Following Google’s announcement at I/O, the Android ML team submitted multiple patches to AOSP that reverted the code changes that enabled updatable NNAPI drivers. The commit description for one of these patches stated that the Android ML team had delayed their updatable platform driver plans to Android 13. The patches would have added a new shared library called libneuralnetworks_shim, which would have allowed the Android team to update the calls in the libneuralnetworks library by shimming them. These patches came mere days after Google and Qualcomm had announced that NNAPI driver updates would roll out to devices running Android 12, yet no public announcements of this delay to Android 13 were ever made.

This week, however, the Android ML team submitted new patches that remove all remaining isUpdatable queries in the NNAPI runtime and HAL. The purpose of these patches, as explained in their commit descriptions, is to remove existing code related to NNAPI updatability as the Android ML team “ultimately did not move forward with its updatability plans.” The Android ML team “originally planned to have updated platform drivers delivered through GMSCore,” which refers to Google Play Services. This statement is in line with what Google and Qualcomm announced last year, so it seems the Android ML team has more work to do before they’re ready to ship updatable NNAPI drivers.

However, Oli Gaymond, Product Lead on the Android ML team, has confirmed that Google still plans to ship updatable NNAPI drivers. “There have been some design changes,” he said on Twitter, adding that the team is “currently in testing.” When asked if updated NNAPI platform drivers will be delivered via GMSCore, he stated that “they will still be delivered via Play Services”, adding that Play Services “remains a key part of our distribution plan to give developers as consistent an experience as possible across OS versions and push updates faster.” Google currently delivers updates to the TensorFlow Lite runtime and NNAPI runtime via GMSCore, so this statement is consistent with how the company currently utilizes GMSCore for NNAPI updates.

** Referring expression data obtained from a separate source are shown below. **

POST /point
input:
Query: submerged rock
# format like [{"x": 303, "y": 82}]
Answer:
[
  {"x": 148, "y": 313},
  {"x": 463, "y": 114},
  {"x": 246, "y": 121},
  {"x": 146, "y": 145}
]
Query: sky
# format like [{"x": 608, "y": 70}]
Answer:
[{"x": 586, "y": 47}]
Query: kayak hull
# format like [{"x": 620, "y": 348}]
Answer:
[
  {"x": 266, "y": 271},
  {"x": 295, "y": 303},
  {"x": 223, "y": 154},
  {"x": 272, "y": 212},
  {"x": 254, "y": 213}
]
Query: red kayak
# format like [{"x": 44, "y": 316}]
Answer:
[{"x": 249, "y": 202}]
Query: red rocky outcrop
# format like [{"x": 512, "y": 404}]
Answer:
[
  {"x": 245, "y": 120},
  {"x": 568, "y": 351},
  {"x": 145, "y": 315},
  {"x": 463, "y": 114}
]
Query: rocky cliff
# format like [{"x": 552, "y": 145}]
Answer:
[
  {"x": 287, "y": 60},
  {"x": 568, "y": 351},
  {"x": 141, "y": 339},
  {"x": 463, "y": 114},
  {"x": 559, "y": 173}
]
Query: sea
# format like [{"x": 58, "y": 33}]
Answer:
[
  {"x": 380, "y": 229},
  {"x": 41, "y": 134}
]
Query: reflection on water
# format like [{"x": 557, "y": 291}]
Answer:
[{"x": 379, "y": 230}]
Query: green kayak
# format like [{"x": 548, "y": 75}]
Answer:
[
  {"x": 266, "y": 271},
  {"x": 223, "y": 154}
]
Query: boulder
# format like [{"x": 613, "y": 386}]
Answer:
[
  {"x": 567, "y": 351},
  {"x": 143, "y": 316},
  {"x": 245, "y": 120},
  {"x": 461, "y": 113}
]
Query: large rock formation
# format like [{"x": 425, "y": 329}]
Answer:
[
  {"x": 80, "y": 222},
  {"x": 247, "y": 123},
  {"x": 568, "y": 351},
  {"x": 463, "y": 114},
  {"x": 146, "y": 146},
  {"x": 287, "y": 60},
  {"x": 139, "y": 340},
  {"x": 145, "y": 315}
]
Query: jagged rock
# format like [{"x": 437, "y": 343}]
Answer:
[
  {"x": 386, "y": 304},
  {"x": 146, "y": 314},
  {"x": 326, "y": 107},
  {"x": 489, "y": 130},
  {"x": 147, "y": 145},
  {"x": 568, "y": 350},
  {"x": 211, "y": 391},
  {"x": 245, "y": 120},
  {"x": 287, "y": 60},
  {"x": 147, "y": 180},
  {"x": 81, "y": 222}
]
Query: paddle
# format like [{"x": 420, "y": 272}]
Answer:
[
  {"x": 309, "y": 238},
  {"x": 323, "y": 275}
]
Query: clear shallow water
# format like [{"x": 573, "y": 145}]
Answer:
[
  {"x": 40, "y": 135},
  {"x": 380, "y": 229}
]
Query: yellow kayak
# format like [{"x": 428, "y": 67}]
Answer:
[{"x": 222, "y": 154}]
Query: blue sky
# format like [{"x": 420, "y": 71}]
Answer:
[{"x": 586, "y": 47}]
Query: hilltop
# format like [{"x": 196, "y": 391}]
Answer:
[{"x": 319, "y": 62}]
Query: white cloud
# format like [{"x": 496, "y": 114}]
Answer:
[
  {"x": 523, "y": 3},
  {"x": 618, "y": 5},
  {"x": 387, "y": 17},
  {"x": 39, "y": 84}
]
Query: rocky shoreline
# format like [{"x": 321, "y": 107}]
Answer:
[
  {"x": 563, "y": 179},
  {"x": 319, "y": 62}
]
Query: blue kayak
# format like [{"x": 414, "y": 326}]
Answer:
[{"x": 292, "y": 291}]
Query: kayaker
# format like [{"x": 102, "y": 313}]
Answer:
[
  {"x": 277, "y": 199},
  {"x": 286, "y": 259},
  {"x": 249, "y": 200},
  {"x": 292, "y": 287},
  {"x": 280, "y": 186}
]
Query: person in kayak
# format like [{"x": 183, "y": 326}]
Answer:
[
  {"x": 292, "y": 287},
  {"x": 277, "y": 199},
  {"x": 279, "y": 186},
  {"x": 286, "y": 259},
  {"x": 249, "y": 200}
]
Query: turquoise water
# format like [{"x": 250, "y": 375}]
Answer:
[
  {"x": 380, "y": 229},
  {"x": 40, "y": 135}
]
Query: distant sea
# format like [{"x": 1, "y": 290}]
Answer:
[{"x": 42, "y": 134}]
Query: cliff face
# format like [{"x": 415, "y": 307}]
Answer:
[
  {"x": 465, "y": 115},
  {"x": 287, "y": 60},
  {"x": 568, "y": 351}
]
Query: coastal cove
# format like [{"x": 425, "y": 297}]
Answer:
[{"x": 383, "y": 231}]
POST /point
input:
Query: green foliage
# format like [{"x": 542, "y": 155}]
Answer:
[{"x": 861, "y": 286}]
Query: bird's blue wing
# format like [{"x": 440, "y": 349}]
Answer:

It is unclear what, if any, architectural changes have been made to enable NNAPI driver updates, but we will monitor AOSP and developer documentation to find out.

I would like to thank developer Luca Stefani for informing me about the recent NNAPI code changes.

This article and its title were updated at 2:00 PM PT on 2/21/2022 to reflect additional information brought to light by the Product Lead on the Android ML team. It was updated again at 12:58 PM PT on 2/23/2022 to add confirmation that NNAPI driver updates will still be delivered via Play Services.